Being one such tourist, I picked up an interpretive map and walked into the main entrance for the briefing, then began to wander through the house. The first thing I noticed was the wood-paneled staircase going up four flights of stairs through the house.
Many of the rooms in the house had been restored to their original Victorian appearance during the period when the Dunsmuir family lived in the house. Others were presented as they had been used at various other points during the house's history.
The entire house gave the appearance of a palimpsest, with each era of modifications only partially obscuring those that came before it. Some of the rooms were presented empty, with signs explaining what the architectural historians thought the room had been used for from the clues they could find. Some of the empty rooms included pictures from other preserved historic houses from the same time period, giving an idea of what it might have looked like.
The very last room in the museum was the old kitchen, stripped bare of all of its essential nature except for patches of backsplash still mounted to the walls.

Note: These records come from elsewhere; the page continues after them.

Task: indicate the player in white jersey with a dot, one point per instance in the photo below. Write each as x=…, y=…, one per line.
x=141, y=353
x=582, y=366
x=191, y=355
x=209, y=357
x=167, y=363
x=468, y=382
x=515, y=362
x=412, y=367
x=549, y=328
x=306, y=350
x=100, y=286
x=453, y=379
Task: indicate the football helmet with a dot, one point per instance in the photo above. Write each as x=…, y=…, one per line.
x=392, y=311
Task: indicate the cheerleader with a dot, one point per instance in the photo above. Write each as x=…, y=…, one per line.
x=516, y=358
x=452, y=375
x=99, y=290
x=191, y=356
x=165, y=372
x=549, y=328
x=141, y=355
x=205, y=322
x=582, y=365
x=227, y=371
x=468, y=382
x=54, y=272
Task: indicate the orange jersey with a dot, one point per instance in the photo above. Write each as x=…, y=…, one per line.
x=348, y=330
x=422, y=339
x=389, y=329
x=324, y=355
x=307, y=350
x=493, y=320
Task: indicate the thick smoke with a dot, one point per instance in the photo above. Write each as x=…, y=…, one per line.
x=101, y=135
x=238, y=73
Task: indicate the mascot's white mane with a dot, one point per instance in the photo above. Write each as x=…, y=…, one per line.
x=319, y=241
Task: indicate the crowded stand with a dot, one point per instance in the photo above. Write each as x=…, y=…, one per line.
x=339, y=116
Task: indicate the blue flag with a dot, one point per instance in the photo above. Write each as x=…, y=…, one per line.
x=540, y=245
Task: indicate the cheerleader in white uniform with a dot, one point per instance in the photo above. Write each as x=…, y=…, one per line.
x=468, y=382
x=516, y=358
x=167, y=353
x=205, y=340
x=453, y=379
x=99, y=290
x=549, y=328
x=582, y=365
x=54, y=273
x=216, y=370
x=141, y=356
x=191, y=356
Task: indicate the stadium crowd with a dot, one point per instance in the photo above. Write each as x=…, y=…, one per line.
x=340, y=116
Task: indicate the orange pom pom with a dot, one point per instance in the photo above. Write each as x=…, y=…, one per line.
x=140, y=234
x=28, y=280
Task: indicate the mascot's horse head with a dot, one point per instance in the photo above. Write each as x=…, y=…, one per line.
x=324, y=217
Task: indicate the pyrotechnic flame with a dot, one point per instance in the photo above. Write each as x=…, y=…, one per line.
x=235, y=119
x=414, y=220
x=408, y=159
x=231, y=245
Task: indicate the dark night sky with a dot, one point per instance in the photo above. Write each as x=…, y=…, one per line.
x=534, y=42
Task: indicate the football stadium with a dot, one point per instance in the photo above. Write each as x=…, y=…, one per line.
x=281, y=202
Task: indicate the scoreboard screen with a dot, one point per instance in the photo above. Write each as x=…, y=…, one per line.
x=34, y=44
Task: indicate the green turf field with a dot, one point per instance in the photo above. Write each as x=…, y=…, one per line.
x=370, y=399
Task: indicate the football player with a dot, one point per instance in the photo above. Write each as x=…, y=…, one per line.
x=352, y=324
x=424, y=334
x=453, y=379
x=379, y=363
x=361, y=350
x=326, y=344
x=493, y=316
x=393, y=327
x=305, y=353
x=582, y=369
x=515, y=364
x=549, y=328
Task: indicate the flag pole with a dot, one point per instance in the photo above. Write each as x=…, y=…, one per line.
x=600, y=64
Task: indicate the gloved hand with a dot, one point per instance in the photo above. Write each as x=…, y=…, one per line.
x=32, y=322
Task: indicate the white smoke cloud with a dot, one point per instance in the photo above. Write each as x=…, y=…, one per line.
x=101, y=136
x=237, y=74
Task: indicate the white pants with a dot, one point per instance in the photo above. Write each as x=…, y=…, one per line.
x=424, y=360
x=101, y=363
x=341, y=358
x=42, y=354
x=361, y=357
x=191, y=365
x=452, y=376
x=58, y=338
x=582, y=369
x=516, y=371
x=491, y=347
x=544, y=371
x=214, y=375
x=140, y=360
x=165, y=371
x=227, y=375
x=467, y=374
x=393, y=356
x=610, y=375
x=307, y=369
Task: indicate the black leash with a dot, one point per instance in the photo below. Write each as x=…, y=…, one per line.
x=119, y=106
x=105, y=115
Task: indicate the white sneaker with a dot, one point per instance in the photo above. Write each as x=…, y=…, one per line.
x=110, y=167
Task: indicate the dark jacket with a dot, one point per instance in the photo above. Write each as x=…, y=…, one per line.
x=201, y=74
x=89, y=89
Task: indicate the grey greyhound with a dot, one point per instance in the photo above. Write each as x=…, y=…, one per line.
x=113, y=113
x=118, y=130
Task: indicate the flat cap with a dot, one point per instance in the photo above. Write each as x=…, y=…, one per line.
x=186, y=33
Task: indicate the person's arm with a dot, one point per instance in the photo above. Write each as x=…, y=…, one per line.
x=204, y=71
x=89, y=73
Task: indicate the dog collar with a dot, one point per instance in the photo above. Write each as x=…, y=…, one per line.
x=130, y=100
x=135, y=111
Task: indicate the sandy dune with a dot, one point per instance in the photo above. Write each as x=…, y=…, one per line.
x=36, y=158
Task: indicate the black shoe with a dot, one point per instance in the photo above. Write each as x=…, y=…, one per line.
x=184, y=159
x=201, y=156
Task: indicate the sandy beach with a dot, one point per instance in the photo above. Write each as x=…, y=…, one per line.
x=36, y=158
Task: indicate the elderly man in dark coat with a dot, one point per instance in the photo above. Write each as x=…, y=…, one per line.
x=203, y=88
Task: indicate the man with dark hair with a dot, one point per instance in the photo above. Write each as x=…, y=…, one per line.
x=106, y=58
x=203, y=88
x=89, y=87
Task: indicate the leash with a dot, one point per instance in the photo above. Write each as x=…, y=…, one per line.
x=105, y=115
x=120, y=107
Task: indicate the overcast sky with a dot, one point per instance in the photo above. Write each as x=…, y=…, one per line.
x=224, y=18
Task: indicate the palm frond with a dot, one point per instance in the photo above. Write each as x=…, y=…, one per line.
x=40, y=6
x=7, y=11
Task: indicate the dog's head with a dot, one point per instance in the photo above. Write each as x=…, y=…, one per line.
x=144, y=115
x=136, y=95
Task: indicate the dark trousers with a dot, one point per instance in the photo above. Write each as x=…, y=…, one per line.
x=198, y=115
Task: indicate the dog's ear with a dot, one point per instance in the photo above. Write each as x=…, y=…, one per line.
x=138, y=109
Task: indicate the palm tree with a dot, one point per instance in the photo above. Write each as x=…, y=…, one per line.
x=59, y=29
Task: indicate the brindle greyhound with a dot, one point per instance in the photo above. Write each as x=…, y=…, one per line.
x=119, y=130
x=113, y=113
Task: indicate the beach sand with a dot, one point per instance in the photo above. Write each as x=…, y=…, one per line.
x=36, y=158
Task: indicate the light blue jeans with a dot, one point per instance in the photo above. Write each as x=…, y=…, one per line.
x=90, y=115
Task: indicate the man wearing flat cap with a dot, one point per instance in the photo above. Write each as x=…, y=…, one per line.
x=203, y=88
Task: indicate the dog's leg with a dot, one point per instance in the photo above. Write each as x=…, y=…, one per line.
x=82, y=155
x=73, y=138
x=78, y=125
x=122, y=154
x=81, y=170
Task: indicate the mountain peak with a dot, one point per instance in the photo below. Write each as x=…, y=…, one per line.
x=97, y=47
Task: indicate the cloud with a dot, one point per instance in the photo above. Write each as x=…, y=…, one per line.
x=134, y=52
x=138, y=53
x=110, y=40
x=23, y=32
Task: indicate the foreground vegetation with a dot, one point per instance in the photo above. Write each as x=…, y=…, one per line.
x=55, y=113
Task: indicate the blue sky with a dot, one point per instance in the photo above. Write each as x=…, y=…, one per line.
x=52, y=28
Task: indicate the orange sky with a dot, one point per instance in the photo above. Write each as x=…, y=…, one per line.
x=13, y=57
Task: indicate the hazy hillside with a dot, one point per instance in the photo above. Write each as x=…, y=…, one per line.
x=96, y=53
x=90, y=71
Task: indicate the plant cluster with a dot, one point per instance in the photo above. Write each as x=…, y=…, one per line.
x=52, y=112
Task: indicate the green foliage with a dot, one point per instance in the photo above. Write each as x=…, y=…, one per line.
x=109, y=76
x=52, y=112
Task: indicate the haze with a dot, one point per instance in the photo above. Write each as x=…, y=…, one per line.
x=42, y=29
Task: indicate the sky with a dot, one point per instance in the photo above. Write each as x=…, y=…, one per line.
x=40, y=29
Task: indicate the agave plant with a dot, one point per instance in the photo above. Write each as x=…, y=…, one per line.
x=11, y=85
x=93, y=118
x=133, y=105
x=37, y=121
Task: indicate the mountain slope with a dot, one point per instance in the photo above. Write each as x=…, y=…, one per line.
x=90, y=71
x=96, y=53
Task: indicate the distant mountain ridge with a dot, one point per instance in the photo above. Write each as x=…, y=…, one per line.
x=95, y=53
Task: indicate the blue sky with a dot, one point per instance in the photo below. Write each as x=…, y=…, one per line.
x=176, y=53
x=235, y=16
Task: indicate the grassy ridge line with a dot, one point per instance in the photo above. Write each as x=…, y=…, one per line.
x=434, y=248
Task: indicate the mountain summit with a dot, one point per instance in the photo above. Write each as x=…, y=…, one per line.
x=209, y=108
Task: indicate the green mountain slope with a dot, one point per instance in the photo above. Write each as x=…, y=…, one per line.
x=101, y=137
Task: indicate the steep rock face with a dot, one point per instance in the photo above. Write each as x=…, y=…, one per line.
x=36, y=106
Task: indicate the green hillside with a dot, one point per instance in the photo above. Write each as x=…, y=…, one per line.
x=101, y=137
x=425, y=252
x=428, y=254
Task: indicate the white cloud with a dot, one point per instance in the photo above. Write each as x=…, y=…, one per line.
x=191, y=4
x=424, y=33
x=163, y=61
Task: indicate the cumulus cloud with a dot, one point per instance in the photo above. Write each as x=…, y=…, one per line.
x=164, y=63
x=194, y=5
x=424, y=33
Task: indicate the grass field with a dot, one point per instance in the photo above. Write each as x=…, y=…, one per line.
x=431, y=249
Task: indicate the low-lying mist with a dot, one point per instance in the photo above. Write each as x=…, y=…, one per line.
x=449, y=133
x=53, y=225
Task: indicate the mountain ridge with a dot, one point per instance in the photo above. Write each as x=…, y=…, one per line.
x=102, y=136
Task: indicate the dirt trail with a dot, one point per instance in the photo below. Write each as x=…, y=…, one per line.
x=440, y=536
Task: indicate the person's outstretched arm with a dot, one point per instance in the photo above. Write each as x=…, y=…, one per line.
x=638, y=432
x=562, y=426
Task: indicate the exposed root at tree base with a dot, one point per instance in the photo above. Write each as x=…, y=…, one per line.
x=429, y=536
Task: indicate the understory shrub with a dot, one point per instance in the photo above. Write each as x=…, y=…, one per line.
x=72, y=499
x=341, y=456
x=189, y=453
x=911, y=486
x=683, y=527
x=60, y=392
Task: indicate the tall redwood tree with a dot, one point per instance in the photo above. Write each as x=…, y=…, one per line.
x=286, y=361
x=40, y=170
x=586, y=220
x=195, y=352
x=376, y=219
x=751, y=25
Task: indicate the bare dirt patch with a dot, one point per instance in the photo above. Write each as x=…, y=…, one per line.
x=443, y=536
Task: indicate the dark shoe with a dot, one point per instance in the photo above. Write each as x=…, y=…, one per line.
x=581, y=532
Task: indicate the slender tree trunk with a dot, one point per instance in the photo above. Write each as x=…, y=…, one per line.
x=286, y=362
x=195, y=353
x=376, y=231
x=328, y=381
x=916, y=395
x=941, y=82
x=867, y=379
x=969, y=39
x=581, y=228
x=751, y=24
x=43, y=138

The historical society had a person sitting at a table who asked if I had any questions, and I had none, having just spent the better part of hour wandering the house and drinking from the firehose of history.
When I emerged from the castle, blinking in the bright evening sun, it was time for supper. I walked around the house, looking over the remains of the grounds, and marveling at the mansion, clearly built to last but with a very different idea of what a house ought to be.
I walked back to central Victoria, nestled against the inner harbour, and ate pizza for supper. On my way back to my hotel I noticed, in a little pocket park in a tiny street median next to one of the main roads entering the city centre, a life-sized sculpture of a hand sticking out from the bottom of a lamp post holding a railroad spike.
The lamppost gave no indication what the sculpture was supposed to be, leading me to speculate as I headed back to my hotel for the night.